# Financial Data Processing Pipeline

## Overview
This notebook processes financial transactions from CSV to SQL Server, including data cleaning and transformation.

## Process Flow
1. Setup
    - Install required packages
2. Data Import & Transform
    - Load CSV data
    - Clean and standardize fields 
    - Convert data types
3. Database Operations  
    - SQL Server connection
    - Insert transformed data

## Data Structure
- Transaction details (dates, amounts)
- Account information 
- Categories and metadata


In [None]:
import sys
!{sys.executable} -m pip install pandas pyodbc

In [None]:
# Import Required Libraries
import pandas as pd
import pyodbc

In [None]:
# Read the File
file_path = 'c:\\Users\\owner\\Downloads\\transactions.csv'  # Replace with your file path
df = pd.read_csv(file_path, dtype=str)

# Display the first few rows of the DataFrame to verify
# df.head()

In [None]:
# Rename Columns
df.columns = ['date', 'original_date', 'account_type', 'account_name', 'account_number', 'institution_name', 'name', 'custom_name', 'amount', 'description', 'category', 'note', 'ignored_from', 'tax_deductible']
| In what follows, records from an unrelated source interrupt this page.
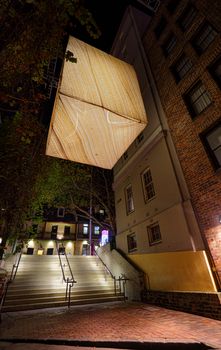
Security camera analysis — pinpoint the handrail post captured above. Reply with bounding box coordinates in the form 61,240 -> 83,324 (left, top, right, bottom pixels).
56,241 -> 77,308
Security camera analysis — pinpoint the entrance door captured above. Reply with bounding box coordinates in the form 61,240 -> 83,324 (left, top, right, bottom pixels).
27,248 -> 34,255
47,248 -> 54,255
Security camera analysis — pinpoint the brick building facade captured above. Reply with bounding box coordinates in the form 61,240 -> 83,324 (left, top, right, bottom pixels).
143,0 -> 221,283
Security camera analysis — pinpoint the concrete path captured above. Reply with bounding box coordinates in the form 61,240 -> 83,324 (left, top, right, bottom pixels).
0,303 -> 221,350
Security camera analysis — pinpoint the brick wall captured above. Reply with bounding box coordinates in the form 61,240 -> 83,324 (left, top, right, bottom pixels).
143,0 -> 221,280
142,291 -> 221,320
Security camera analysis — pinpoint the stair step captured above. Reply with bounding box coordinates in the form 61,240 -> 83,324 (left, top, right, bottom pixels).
2,296 -> 124,312
3,255 -> 124,312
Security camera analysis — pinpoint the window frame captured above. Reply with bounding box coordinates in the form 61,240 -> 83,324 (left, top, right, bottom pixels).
124,184 -> 135,215
191,21 -> 218,55
154,16 -> 167,39
57,207 -> 65,218
183,80 -> 213,119
167,0 -> 181,15
64,225 -> 71,236
147,222 -> 162,246
82,223 -> 89,235
162,32 -> 177,57
200,118 -> 221,171
93,225 -> 101,236
170,52 -> 193,83
127,232 -> 137,253
208,56 -> 221,89
141,167 -> 156,203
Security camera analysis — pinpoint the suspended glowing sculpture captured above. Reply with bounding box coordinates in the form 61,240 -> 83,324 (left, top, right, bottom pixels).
46,37 -> 147,169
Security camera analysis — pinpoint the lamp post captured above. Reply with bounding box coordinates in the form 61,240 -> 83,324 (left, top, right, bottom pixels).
89,169 -> 93,255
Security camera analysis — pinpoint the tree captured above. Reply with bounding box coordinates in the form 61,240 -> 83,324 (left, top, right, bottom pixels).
33,158 -> 115,233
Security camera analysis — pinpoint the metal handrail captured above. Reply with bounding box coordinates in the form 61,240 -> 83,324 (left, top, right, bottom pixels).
92,248 -> 115,278
56,242 -> 77,308
0,251 -> 22,322
92,246 -> 117,295
9,251 -> 22,282
0,275 -> 10,322
92,247 -> 129,301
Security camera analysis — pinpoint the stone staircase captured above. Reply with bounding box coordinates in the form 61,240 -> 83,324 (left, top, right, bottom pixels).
2,254 -> 124,312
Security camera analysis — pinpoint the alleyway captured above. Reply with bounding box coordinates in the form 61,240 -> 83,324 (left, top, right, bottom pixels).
0,303 -> 221,350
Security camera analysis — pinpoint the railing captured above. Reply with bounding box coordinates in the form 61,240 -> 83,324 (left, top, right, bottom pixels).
9,252 -> 22,282
0,252 -> 22,322
0,275 -> 9,322
93,248 -> 129,301
56,242 -> 77,308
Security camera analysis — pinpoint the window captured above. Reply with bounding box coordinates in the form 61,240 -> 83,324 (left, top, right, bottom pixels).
178,4 -> 197,32
57,208 -> 64,218
162,33 -> 177,57
142,169 -> 155,202
32,224 -> 38,234
123,151 -> 128,160
147,223 -> 162,245
154,17 -> 167,39
209,57 -> 221,88
125,185 -> 134,214
167,0 -> 180,14
51,225 -> 58,233
136,133 -> 144,144
94,226 -> 100,235
184,81 -> 212,117
200,121 -> 221,170
171,54 -> 192,82
127,233 -> 137,253
83,224 -> 89,235
192,22 -> 217,54
64,226 -> 71,236
51,225 -> 58,239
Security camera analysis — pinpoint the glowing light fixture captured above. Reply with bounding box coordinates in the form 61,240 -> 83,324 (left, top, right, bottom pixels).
46,37 -> 147,169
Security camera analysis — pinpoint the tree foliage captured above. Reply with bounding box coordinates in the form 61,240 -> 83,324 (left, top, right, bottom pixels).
0,0 -> 114,258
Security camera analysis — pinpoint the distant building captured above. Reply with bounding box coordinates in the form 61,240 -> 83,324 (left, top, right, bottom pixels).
10,207 -> 111,255
111,0 -> 221,316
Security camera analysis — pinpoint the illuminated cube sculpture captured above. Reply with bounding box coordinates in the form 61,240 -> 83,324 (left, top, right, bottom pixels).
46,37 -> 147,169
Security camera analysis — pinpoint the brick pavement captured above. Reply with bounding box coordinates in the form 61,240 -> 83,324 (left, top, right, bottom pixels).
0,303 -> 221,349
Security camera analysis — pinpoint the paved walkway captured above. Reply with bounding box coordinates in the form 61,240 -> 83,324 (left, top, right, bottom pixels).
0,303 -> 221,350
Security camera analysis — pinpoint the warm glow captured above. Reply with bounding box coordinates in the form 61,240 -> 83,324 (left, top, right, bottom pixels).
66,242 -> 73,248
48,241 -> 54,247
46,37 -> 147,169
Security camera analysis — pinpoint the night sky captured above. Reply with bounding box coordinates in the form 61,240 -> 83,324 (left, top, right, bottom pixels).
74,0 -> 155,53
84,0 -> 130,52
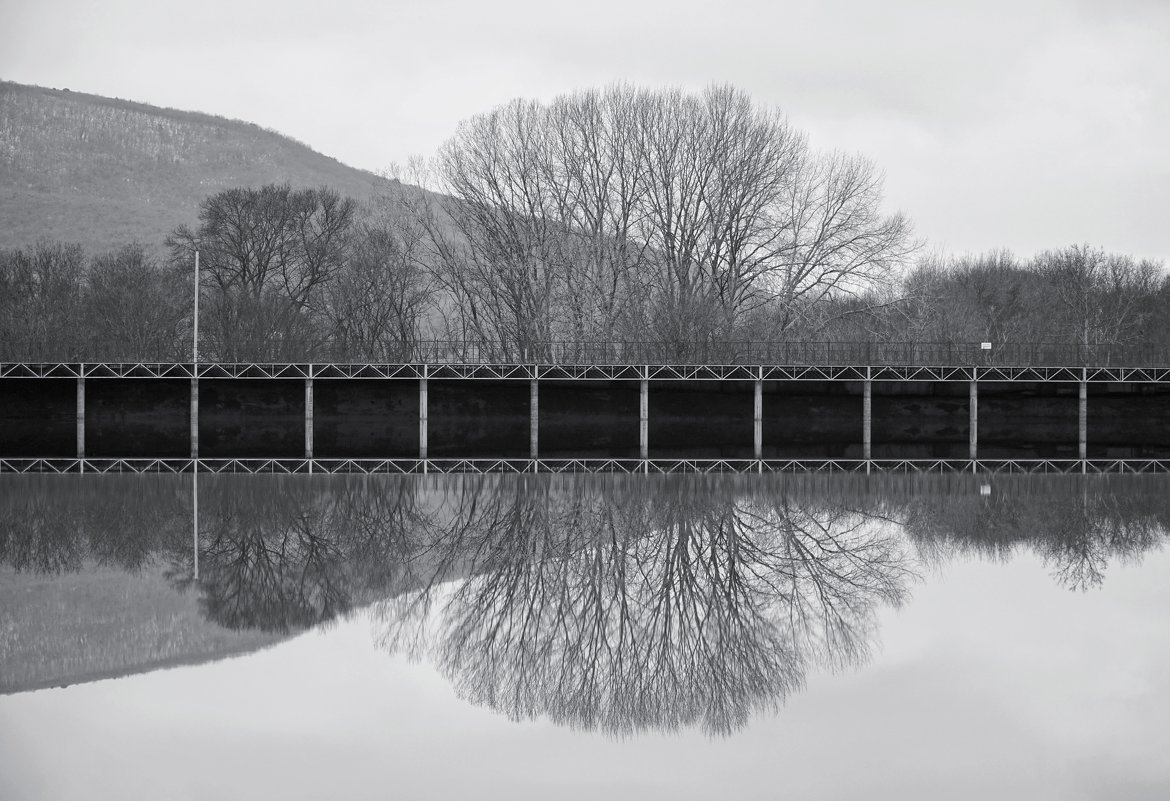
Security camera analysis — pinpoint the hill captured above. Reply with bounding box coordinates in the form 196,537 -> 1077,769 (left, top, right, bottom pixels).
0,566 -> 290,695
0,82 -> 391,253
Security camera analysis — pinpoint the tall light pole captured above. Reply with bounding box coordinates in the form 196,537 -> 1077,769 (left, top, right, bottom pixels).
191,250 -> 199,365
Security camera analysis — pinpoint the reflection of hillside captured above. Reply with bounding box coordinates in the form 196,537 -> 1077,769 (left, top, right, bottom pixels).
0,476 -> 1170,715
0,565 -> 285,693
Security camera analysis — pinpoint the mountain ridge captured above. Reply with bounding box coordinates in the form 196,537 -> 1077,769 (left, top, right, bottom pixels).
0,81 -> 394,254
# Display the first few rows of the DataFrame to verify the column renaming
# df.head()

In [None]:
# Rename Specific Values in Columns
df['account_name'] = df['account_name'].replace({
    'BEFORE': 'AFTER',
    'BEFORE': 'AFTER',
    'BEFORE': 'AFTER'
})

# Display the first few rows of the DataFrame to verify the value renaming
# df.head()

In [None]:
# # Print column types to verify
# print("DataFrame column types:")
# print(df.dtypes)

# Convert date columns to datetime
df['date'] = pd.to_datetime(df['date'])
df['original_date'] = pd.to_datetime(df['original_date'])

# Convert amount to decimal
df['amount'] = pd.to_numeric(df['amount'])

# Replace NaN values with empty strings for text fields
text_columns = ['custom_name', 'note', 'ignored_from', 'tax_deductible']
df[text_columns] = df[text_columns].fillna('')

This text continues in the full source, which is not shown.